Joe took a drink himself.
“Better be a long one. God knows I need it.”
Marly slipped her arm around his waist; Joe’s own arm dropped around her shoulders. They exchanged the bottle again, one to the other.
“I sometimes wonder, whatever became of that Vaughn Marlowe?” Joe said.
“No doubt still out somewhere nosin around, lookin for more geology. God knows there’s plenty to go around.”
They stood a while, Joe’s fingers spreading through the rich head hair cascading over his arm.
“Know what I could use now?” she asked.
Joe shook his head.
“A long soak in a hot pool.”
“That does have a certain appeal at that,” he smiled.
She moved her body, womanly warm, closer into his, her arm, her strong feminine arm, gripped him tighter.
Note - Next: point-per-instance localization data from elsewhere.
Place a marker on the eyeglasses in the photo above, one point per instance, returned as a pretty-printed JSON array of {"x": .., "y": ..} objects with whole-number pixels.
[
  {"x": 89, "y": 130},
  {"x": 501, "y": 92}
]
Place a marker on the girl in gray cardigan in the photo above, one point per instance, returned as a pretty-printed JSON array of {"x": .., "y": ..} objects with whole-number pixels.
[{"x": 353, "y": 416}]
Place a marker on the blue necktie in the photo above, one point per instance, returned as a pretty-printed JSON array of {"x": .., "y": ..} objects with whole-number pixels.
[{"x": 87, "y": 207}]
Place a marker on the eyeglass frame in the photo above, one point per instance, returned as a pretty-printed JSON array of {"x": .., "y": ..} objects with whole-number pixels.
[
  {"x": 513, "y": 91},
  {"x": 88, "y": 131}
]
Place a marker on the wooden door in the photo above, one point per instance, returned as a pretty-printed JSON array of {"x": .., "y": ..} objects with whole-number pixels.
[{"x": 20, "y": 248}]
His own arm reflexively, with a will of its own, pulled her into him, as though to purge out any emptiness between them.
“Listen.”
The sound of dogs, Wade running them somewhere deep in the timber. Joe, looking behind them, noticed how Marly’s set of footprints had mingled with his own, all of them leading right to where they now stood.
“Marly?” he said quietly.
She leaned her head back, giving him all her hair.